I have been considering updating and publishing again my audit committee guide. The most recent publication was as a new chapter to the 2007 California Continuing Education of the Bar publication Advising and Defending Corporate Directors and Officers, which was an excellent publication with 17 chapters on the various topics. Unfortunately for whatever reason the sales were not sufficient and CEB later discontinued the publication. I have attached a copy of my initial 2007 chapter HERE.
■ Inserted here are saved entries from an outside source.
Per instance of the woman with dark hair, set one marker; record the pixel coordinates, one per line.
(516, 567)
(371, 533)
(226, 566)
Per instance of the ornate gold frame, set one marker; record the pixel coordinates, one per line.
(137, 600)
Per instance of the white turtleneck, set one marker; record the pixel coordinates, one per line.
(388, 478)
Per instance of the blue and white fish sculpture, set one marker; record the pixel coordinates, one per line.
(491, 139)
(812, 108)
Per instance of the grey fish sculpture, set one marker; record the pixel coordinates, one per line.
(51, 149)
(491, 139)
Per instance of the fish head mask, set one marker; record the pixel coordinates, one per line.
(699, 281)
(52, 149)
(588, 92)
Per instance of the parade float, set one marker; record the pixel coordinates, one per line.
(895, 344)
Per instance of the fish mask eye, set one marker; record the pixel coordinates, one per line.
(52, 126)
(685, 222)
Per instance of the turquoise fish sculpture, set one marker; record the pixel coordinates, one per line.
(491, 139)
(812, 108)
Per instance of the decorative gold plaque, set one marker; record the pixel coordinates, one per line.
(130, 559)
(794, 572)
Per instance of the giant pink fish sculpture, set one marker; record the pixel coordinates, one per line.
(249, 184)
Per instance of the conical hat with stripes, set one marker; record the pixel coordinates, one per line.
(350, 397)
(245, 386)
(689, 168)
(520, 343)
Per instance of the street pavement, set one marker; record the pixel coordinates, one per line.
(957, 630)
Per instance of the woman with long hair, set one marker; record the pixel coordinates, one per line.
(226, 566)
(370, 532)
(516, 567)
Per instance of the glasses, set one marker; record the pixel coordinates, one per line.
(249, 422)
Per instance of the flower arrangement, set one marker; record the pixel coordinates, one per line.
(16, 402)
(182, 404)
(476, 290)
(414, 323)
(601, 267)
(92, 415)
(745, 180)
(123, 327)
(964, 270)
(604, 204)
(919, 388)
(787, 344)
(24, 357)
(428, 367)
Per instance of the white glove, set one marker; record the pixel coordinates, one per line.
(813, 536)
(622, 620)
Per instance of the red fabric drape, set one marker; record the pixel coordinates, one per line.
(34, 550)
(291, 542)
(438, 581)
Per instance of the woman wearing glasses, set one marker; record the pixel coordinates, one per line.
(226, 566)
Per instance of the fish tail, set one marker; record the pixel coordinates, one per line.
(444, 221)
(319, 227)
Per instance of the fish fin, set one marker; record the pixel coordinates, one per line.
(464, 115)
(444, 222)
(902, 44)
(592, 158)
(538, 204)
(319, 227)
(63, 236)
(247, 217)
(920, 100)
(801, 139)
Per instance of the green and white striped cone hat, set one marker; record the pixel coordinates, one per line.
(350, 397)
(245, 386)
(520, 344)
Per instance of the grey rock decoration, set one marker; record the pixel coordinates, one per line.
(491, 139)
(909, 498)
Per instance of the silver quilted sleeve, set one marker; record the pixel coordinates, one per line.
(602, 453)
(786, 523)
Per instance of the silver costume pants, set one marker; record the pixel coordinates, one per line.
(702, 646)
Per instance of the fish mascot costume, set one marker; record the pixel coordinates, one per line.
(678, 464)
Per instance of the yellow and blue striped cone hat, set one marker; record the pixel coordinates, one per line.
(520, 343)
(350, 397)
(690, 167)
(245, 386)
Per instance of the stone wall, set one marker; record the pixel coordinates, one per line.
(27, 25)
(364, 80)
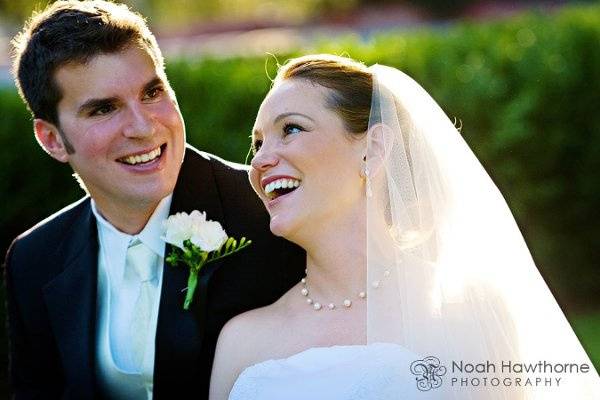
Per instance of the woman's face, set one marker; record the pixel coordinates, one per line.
(306, 167)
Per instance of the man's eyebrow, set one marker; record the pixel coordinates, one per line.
(95, 103)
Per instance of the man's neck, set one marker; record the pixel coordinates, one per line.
(130, 219)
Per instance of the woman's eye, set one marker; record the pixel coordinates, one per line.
(290, 129)
(256, 146)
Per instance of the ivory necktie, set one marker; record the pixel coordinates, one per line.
(142, 261)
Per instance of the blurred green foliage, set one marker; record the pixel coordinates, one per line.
(526, 91)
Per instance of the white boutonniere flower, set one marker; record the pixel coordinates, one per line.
(196, 242)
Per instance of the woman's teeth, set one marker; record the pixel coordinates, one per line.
(291, 184)
(142, 158)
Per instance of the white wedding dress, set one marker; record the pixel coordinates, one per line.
(379, 371)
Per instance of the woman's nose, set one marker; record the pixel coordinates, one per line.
(264, 159)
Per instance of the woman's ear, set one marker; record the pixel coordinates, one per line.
(48, 136)
(379, 143)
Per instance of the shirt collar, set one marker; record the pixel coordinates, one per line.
(152, 233)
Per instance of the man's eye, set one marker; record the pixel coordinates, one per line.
(102, 110)
(154, 92)
(256, 146)
(290, 129)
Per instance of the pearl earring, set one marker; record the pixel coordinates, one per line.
(368, 182)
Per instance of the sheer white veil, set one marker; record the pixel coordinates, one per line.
(449, 274)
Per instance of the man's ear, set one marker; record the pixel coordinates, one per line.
(49, 137)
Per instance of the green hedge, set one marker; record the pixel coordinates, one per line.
(526, 90)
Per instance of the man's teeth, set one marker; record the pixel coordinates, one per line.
(140, 158)
(281, 184)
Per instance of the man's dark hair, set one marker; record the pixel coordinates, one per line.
(67, 32)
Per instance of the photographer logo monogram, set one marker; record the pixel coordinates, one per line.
(429, 372)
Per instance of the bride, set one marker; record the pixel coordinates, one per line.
(418, 282)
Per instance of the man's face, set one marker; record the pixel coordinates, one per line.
(122, 119)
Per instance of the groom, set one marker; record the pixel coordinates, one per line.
(92, 75)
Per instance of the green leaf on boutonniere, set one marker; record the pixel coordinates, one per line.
(196, 242)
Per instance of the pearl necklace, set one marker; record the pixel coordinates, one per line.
(317, 306)
(347, 302)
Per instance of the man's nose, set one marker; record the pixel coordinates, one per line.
(140, 122)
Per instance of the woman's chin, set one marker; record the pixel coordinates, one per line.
(280, 226)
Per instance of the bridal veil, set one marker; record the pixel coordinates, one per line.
(449, 274)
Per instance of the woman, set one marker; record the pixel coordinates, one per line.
(414, 262)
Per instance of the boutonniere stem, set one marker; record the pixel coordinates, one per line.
(196, 242)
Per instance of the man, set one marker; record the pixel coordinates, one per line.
(93, 77)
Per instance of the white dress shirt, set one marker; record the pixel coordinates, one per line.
(118, 290)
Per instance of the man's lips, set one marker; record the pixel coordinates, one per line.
(143, 156)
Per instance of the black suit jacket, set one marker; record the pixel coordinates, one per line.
(51, 279)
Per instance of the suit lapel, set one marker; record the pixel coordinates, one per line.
(179, 332)
(71, 301)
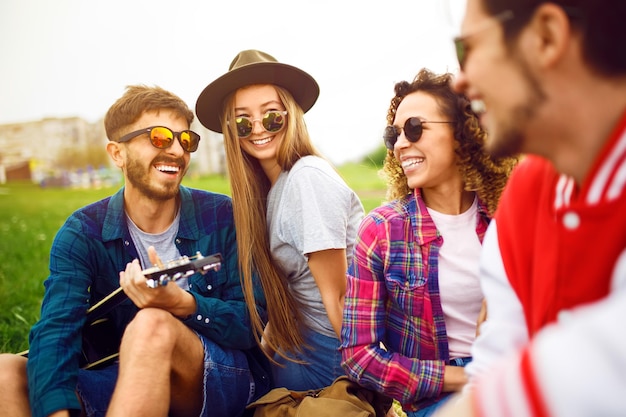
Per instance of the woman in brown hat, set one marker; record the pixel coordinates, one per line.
(296, 219)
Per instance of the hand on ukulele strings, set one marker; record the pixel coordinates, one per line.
(169, 297)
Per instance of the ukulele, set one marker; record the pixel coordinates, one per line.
(100, 345)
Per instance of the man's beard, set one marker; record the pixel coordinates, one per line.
(511, 136)
(139, 177)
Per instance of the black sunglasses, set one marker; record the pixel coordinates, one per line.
(162, 137)
(459, 42)
(412, 131)
(272, 121)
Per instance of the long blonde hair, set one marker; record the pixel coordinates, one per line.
(249, 188)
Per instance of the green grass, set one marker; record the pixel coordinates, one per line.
(30, 217)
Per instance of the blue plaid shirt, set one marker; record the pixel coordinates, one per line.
(86, 256)
(392, 297)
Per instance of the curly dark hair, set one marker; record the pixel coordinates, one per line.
(482, 173)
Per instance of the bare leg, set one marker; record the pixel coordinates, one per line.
(161, 368)
(13, 386)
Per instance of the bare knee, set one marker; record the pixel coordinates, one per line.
(152, 330)
(13, 369)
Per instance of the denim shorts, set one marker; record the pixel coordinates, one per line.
(430, 410)
(227, 383)
(322, 367)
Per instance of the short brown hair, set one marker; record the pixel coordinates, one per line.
(137, 100)
(600, 23)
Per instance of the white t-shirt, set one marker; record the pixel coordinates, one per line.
(459, 285)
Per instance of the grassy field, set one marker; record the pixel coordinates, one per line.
(30, 217)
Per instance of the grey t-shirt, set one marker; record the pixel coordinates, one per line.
(164, 244)
(310, 208)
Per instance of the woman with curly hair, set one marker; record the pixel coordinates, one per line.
(413, 297)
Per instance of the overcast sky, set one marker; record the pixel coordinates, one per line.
(65, 58)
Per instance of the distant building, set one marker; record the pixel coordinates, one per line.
(37, 150)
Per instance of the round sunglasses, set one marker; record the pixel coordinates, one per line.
(412, 131)
(272, 121)
(162, 137)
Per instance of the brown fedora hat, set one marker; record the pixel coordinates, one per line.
(254, 67)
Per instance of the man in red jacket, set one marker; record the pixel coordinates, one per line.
(551, 77)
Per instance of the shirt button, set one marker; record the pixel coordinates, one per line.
(571, 220)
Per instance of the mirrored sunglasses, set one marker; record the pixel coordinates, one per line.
(412, 131)
(162, 137)
(460, 41)
(272, 121)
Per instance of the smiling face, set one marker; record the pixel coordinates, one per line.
(149, 171)
(431, 162)
(253, 102)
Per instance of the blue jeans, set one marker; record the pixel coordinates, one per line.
(227, 383)
(322, 367)
(430, 410)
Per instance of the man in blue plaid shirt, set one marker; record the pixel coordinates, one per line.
(186, 347)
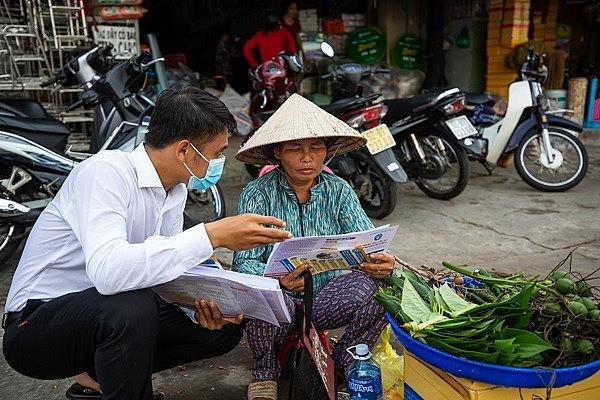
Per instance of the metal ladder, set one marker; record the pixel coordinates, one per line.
(28, 62)
(64, 28)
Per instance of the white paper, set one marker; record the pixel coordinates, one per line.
(235, 293)
(328, 252)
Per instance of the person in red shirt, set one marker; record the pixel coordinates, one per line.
(289, 21)
(269, 41)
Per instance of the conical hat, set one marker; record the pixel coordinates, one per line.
(298, 118)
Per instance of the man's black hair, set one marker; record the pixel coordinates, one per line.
(272, 22)
(188, 114)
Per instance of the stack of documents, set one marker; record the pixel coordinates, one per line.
(235, 293)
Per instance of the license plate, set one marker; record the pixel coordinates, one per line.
(378, 139)
(461, 127)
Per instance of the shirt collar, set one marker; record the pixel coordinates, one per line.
(146, 173)
(315, 191)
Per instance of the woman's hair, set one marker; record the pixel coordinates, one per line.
(272, 23)
(188, 114)
(285, 6)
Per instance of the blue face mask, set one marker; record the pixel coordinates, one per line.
(212, 176)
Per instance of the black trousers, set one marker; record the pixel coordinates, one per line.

A lot has changed from 2007 to now. And the materials that I cover in my blog have also changed considerably. But as I have been considering a possible update and the table of contents it strikes me how much of the material consists of lists of qualifications, issues and topic areas that an audit committee and its member are required to consider. And the list is growing as we speak. Considerable detail is being added as to how an audit committee member should evaluate the sufficiency of the external auditor – in other words, a deliberate evaluation where perhaps before in many cases there might not have been any significant evaluation. This will also change how the external auditor goes about performing the audit, the value that the external auditor might provide to helping the audit committee member perform his or her oversight duties, and somewhat the relationship between the audit committee members and the external auditor. On the whole I believe the change is good. But I have also written for some time that I have concern about the long list of issues and topic areas that an audit committee member is required to consider, and that all audit committee members really do need to understand what their duties are, including what is in the audit committee charter (e.g., if the charter says “risk management” that description is simply too broad – risk management of what?).
It strikes me, however, that at the end of the day, the performance of an audit committee member’s oversight responsibilities requires:
Audit committee member understanding and competency;
Agenda;
Timely and active diligence;
Putting in the time;
Reasonable reliance on competent other people (the CEO, the CFO, internal audit if there is one, the external auditor, culture, reputation and tone at the top, the accounting and financial reporting functions and professionals, legal counsel and others);
Sufficiency of information;
Deliberative decision making; and
Anticipation and thinking ahead.
In other words, we are primarily talking about the business judgment rule.
I’m not sure that I will put in the time to update the audit committee guide. If I had a crystal ball that decision would be easy – if the guide will be read and used by enough people, or if I could find a law firm that is interested in these topics, then it is worthwhile. If I do the update, most likely I will post the updated materials in blog posts and then add to the materials as they progress. That will get the materials out considerably earlier. I doubt that I will use a publisher – in addition to many published articles I have previously formally published two audit committee related materials. The process takes longer than I prefer. And, on my blog the materials also will be free and available to everyone.
Those are my thoughts this July 3, 2015, morning. More to follow on this.